Adoption Was the Easy Half
- 8 hours ago
- 4 min read

Financial services has stopped asking whether to use AI. The harder question — how to industrialise it — has a binding constraint, and it isn't the model. It's the operating model.
NVIDIA's sixth annual State of AI in Financial Services survey, its largest yet at 839 respondents, reads on the surface as a victory lap for AI adoption. Active use has climbed to 65% from 45% a year earlier, while the share of firms merely "assessing" pilots has halved to 24%. Nearly every respondent plans to hold or grow AI spending in 2026, with 44% raising budgets by more than 10%. If arrival were the question, the survey would be an answer.

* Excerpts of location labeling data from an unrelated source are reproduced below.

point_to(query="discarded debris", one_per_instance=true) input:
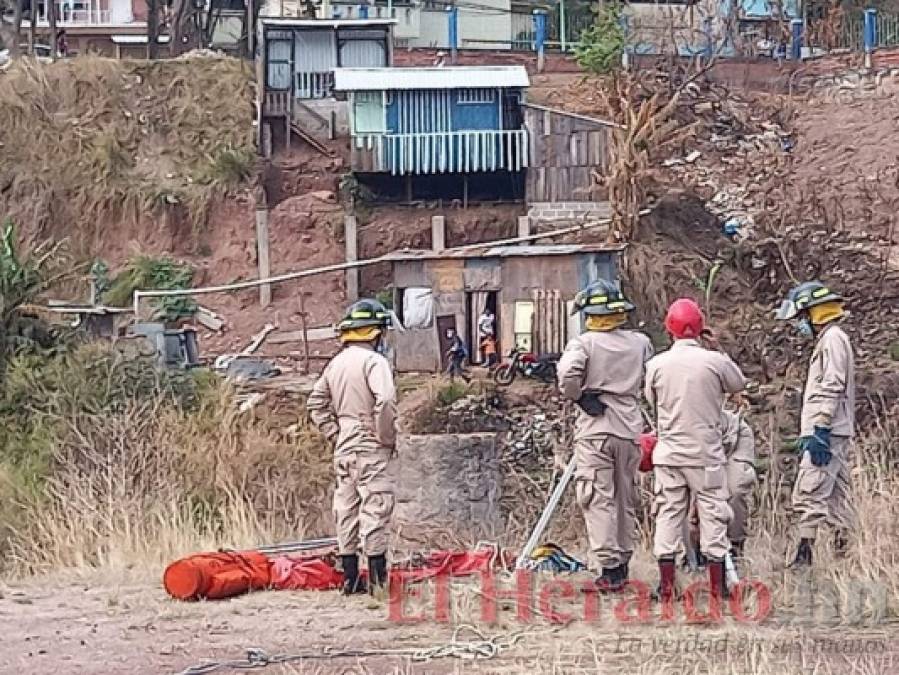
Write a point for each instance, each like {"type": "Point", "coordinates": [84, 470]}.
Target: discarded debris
{"type": "Point", "coordinates": [258, 339]}
{"type": "Point", "coordinates": [209, 319]}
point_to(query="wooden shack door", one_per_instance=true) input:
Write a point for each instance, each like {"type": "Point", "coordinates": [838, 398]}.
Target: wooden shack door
{"type": "Point", "coordinates": [445, 323]}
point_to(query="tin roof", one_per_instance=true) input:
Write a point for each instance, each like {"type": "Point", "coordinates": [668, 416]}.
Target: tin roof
{"type": "Point", "coordinates": [448, 77]}
{"type": "Point", "coordinates": [287, 22]}
{"type": "Point", "coordinates": [509, 251]}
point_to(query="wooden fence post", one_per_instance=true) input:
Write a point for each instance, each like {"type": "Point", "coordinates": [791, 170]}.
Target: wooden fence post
{"type": "Point", "coordinates": [350, 233]}
{"type": "Point", "coordinates": [262, 255]}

But arrival is settled. The more useful way to read this report is as an early map of who will convert AI into durable advantage — and on that score, the most revealing number is where the money is now going. The top spending priority has flipped to "optimising AI workflows and production cycles" (41%, up from 26% the year before). That is the vocabulary of an industry moving out of the lab and onto the factory floor. Three shifts follow from it.

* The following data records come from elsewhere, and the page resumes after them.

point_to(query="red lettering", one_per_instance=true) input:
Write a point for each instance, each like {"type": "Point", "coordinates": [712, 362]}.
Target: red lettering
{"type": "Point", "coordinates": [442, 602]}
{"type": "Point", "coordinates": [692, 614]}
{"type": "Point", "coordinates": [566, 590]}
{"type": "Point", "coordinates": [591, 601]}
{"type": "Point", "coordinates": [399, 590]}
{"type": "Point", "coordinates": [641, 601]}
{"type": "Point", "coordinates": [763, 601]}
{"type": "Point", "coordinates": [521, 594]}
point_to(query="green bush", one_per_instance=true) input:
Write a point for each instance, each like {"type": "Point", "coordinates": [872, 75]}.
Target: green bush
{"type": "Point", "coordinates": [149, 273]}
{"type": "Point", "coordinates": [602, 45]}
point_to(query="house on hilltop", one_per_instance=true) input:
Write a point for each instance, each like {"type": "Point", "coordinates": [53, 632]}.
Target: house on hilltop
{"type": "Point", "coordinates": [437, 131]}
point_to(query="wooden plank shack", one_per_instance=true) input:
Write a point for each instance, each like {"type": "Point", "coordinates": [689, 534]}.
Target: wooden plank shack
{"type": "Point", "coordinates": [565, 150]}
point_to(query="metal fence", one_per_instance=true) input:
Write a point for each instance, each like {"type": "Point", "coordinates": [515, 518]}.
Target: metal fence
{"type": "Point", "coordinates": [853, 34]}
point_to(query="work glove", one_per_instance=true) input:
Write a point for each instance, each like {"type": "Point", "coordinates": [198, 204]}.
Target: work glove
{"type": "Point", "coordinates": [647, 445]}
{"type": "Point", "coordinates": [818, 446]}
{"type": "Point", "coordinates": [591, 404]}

The contest is industrialisation, not adoption
Adoption is becoming table stakes; the real competition is converting pilots into production at scale, repeatably. The evidence sits in the friction points. The leading obstacles to agentic AI are overwhelmingly operational — performance and reliability (34%), a shortage of internal skills to manage and monitor agents (33%), data issues (30%), and integration with existing workflows (28%) — not gaps in the underlying technology. And of the 42% of firms "using or assessing" AI agents, only about half have actually deployed them (21% of the total sample).
The pattern is a sector rich in experiments and poor in production lines. The firms that win will be the ones that build a pipeline to move use cases from pilot to live, governed operation. The laggards will keep curating a portfolio of demos that never compound into anything.

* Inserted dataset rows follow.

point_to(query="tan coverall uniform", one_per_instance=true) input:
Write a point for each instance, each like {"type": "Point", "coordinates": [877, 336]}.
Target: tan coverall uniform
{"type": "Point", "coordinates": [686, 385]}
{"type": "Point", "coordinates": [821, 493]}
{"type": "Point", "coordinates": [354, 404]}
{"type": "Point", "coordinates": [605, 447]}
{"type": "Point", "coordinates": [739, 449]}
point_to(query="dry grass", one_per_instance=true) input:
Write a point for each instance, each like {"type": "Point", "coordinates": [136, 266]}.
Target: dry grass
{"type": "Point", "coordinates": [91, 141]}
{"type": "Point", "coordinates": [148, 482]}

The constraints are organisational, not computational
The two largest barriers to scaling AI are data-related issues (40%) and the talent shortage (35%). The most instructive trend underneath those: having enough data to train models has nearly vanished as a concern, collapsing from 49% in 2023 to 16% this year. The problem was never volume. It is now governance, privacy, data sovereignty, and fragmentation across disparate systems — the question of whether an institution's data is coherent enough to be trusted in production.
This is the through-line from our earlier analyses. AI amplifies whatever operating logic an institution already runs on. Firms whose data and organisation are already coherent will compound their lead; disorganised ones will simply automate their disorder faster. The bottleneck to AI value is not compute. It is organisational order.
The architecture choices reveal a control agenda
Two trends look technical but are strategic. Hybrid infrastructure has jumped to 47% from 26%, with cloud-only deployment falling to 42% from 57%. And open-source models are now rated important by 84% of respondents, with 48% of those in management calling them very important.
Neither is really about plumbing. Both are about ownership — controlling cost-per-token as usage scales, keeping proprietary data in-house, and not exporting enterprise value to a third party for the use cases that matter most. Institutions are deliberately repatriating control over the core of their AI stack while renting commodity workloads from managed providers. That build-versus-buy boundary is hardening into a genuine strategic fault line, and it deserves to be drawn on purpose rather than by default.
Where the value is actually landing — and a caveat
The return on investment clusters in unglamorous places: document processing (named by 32% as a top-ROI use case), customer experience and engagement (30%), and document management (23%). The flashier applications — algorithmic trading, portfolio optimisation — rank lower and are confined to specific segments. The lesson is to chase the boring, compounding back-office wins first, because that is where evidenced return actually lives.
A caveat a careful reader should price in: this is a vendor-sponsored survey, drawn largely from NVIDIA's own distribution lists, so the sample skews AI-committed. Treat the most triumphant figures with that in mind. The headline that 89% of respondents saw AI both lift revenue and cut costs sits uneasily next to independent work from the same period — the Cambridge Centre for Alternative Finance found only around 40% reporting any profit boost and 43% reporting no change, with most large institutions unable to measure the value at all. The truth lives in the gap between vendor optimism and measurement difficulty.
What BridgeUp is doing about it
The work follows directly from the data, in order of leverage. Industrialise two or three high-ROI back-office use cases into a real production pipeline instead of adding more pilots. Fix data governance before scaling further, because it is the genuine bottleneck. Make a deliberate stack-ownership decision — own the core, rent the commodity — rather than drifting into one. And stand up the measurement discipline that lets an institution prove what its AI is actually worth, the capability most of the market still conspicuously lacks.
Adoption was the easy half. The advantage is in the industrialisation, and it is won on the operating model — which is exactly the terrain BridgeUp works.
Source: NVIDIA, "State of AI in Financial Services: 2026 Trends" (839 respondents, fielded August–September 2025). Comparative figures from the Cambridge Centre for Alternative Finance, "2026 Global AI in Financial Services Report."